Une banque qui fait les 9 métiers est dite "universelle", c’est le modèle qui s’est imposé en France peu à peu mais qui est questionné aujourd’hui.
Une banque de détail qui fait du crédit reçoit des dépôts fait de l’assurance et du back-office est dite globale.
De même une banque d’affaire qui fait du financement, de l’investissement, des opérations de marché et de gestion est elle aussi dite globale.

[*2) Les 3 métiers des entreprises d’investissement*]
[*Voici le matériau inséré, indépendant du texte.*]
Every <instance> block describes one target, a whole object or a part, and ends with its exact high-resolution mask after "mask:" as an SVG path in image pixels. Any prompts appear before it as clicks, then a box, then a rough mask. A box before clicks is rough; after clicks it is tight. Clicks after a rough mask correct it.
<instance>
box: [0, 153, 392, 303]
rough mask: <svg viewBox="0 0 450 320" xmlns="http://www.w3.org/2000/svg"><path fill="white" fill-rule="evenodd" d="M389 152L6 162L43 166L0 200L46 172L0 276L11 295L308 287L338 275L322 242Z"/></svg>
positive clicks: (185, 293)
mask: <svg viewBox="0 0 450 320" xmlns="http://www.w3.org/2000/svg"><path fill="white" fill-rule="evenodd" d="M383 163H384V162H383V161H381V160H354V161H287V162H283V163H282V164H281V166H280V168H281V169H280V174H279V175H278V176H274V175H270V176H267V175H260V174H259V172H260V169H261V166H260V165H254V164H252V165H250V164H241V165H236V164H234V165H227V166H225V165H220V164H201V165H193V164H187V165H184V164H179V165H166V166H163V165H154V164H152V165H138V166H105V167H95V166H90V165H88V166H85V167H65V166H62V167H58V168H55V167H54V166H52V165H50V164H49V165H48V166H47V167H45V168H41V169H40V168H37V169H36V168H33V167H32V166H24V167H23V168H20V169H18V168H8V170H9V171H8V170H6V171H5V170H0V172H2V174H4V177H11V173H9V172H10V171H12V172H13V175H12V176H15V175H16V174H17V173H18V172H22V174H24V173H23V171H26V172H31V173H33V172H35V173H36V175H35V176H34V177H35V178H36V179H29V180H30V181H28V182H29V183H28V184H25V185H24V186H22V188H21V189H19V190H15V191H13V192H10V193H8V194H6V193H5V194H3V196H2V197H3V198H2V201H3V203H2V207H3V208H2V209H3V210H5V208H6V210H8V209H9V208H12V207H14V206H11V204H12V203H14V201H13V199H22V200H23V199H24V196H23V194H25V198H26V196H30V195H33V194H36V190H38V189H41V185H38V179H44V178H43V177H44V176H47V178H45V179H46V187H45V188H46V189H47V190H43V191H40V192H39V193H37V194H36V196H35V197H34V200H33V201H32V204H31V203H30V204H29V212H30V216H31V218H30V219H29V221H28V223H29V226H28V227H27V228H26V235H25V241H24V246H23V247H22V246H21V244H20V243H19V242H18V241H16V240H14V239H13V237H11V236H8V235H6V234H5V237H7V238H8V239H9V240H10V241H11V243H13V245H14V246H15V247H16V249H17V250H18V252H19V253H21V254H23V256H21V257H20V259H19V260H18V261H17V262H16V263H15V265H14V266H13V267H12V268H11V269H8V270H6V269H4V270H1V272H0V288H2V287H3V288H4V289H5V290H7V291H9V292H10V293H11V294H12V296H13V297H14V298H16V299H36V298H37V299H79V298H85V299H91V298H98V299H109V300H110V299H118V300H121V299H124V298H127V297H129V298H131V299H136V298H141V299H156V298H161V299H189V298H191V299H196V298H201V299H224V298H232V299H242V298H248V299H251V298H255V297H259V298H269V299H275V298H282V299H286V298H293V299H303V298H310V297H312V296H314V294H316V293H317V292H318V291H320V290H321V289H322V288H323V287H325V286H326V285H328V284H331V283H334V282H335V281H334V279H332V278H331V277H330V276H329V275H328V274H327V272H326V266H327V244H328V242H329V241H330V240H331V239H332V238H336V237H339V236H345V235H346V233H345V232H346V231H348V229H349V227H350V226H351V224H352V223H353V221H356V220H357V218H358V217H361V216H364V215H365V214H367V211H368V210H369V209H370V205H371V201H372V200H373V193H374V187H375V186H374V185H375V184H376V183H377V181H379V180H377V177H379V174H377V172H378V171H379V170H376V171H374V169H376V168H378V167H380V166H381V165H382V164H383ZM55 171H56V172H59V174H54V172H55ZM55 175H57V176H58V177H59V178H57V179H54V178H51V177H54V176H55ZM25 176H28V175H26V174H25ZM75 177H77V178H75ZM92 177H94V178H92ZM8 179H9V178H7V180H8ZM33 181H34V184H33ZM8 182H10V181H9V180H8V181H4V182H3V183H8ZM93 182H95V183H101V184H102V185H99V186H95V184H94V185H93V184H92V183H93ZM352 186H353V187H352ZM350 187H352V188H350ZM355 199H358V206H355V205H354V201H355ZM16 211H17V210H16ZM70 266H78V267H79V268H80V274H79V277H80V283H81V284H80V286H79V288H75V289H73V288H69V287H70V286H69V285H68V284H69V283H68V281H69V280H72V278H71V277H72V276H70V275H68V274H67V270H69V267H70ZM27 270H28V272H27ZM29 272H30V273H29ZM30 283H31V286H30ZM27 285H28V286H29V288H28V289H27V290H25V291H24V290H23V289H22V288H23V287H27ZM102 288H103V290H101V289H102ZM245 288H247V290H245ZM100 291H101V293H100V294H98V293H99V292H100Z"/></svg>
Les agents de change ont été remplacés par les sociétés de bourse. Ces sociétés sont des intermédiaires sur les marchés financiers qui peuvent exercer les 3 métiers : courtiers (collecteurs d’ordres), gestion de portefeuilles, transmetteurs d’ordre.

[1Les décrets d’application doivent être publiés d’ici la fin de l’année 2013. Les discussions entre les banques, leurs associations professionnelles, l’ACP et le Trésor suivent leurs cours pendant l’automne 2013.

[2Les banques sont tenues de restituer l’argent au déposant à la demande de ce dernier (à tout moment ou à l’échéance contractuelle).

[3Source : La situation des grands groupes bancaires français à fin 2012. ACP juin 2013

[4Selon les échos du 18-09-2013 : « La Société Générale a l’intention d’avoir une filiale et travaille en ce sens. La crise étant passée par là, sa taille sera limitée (...) la part des activités classées comme déconnectées de la clientèle était passée d’environ 20% à moins de 5% des activités de marché de la banque, entre 2006 et 2013 (...) le projet de séparation des activités bancaires concernerait moins de 1% des revenus de sa banque.
BNP Paribas optera également pour la création d’une filiale, mais là encore, de petite envergure.
En revanche, les deux autres banques de financement et d’investissement (BFI) qui comptent encore en France feront en sorte de ne pas avoir à séparer leurs activités (...) la banque de gros du Groupe Banque Populaire-Caisse d’Epargne. Natixis a fermé l’an dernier son dernier desk d’arbitrage, qui produisait 80 millions d’euros de produit net bancaire, sans aucun lien avec les clients. (...) en 2008, le compte propre représentait environ 20 % de l’activité de la banque de grande clientèle de Natixis (...)
Pour la BFI du groupe Crédit Agricole, Cacib selon la direction de l’établissement, telle que la loi est rédigée, le groupe Crédit Agricole SA n’a pas besoin de créer de filiale de cantonnement. S’agissant des activités concernées par la loi elles sont gérées en extinction .

[5Le seuil de pauvreté est fixé à 50% du revenu médian. Les derniers chiffres disponibles (septembre 2013) portent sur 2010 et donnent 805 euros par mois pour le seuil de pauvreté en France.

[6Ensemble des personnes ou organismes publics et para-publics qui ont la faculté ou l’obligation de déposer des fonds auprès du Trésor public.